For this spherical, inquisitive probe the feast of life was more rich. And richer still was the land toward the seas.

  The flyback strategy was smash-and-grab. They were instructed to boost at the first sign of anything large. Thus the fifth probe took only one lingering view of the approaching EM creature which had been drawn by its whooshing crash. But the image was clear: a huge thing, leathery, unclothed. Three thin arms rode above the tangle of stiff legs. An awesome head.

  It carried nothing. No tools. No radio transmitter.

  It had no eyes.

  Instead, there was a chunky, rectangular slot in the huge head, a meter across. It turned toward the probe, just as the boosters fired to fling the black cylinder skyward. The probe radio registered a burst of noise, a crisp sputter. Then the landscape dwindled below and the thick pink clouds of Isis consumed the EM creature.

  But the spiky rattle in the radio spectrum had come from the creature itself. That much was sure.

  FIVE

  Preliminary exploration inched on. Nigel tried to hasten matters, but he had long ago learned the uselessness of trying to put body English on the universe.

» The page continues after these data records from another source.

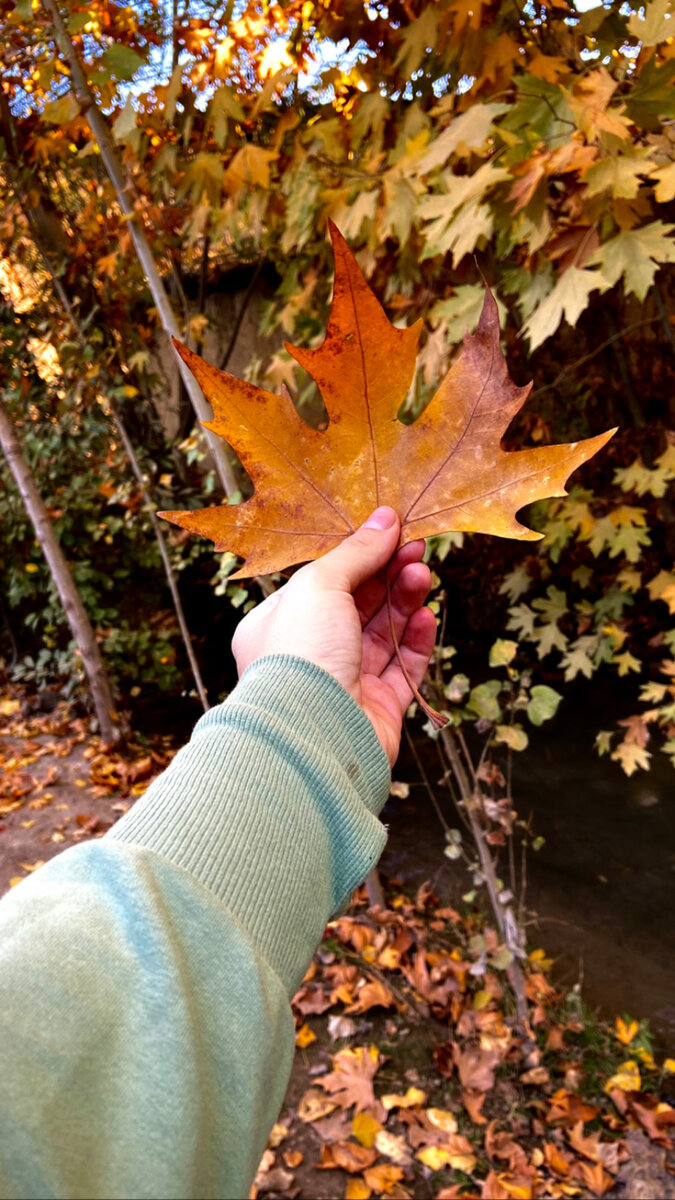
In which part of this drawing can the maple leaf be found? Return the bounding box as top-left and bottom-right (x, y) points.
(317, 1046), (384, 1121)
(161, 227), (614, 578)
(589, 221), (675, 300)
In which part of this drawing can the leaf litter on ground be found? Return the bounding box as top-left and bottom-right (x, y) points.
(251, 880), (675, 1200)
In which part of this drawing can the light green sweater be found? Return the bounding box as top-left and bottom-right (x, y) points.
(0, 655), (389, 1200)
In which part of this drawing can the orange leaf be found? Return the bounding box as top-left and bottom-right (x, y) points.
(363, 1163), (404, 1195)
(317, 1046), (384, 1118)
(161, 227), (611, 578)
(315, 1141), (377, 1175)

  Instead, he worked in the fields and tanks, making the fat vegetables swell under ultraviolet phosphors. Rubbery plants stretched tall, driven not by nature’s cruel competition but by well-runed DNA, stepchild of laboratories. Amid these cathedral trees of 99 percent usable, man-centered life, he walked with a slow shuffle, hoarding his energy. The other men and women on the agri team did their work with a quick, efficient energy, but they flagged at the end of the shift, more from boredom than fatigue. Nigel did it slowly because he liked the musk and raw damp of the soil, the click of the hoe, the lofting high into the air of a bundle of rattling dry stalks.

  The aliens had given him that. The ability, the oddly tilted sensitivity, had been in him—was in everybody—and the blinding moments in direct contact with the Mare Marginis computer, in the splintered alien ship, had set it loose. In the first years afterward, the stink of enlightenment had followed him everywhere. Before, the dripping of water from a thick-lipped stonework urn had been a restful, pretty sight, nothing more. Then, after the Mare Marginis ship, the same dripping had become a wonderful thing, packed with meaning. Now, at last, it was a dripping into a thick-lipped urn again.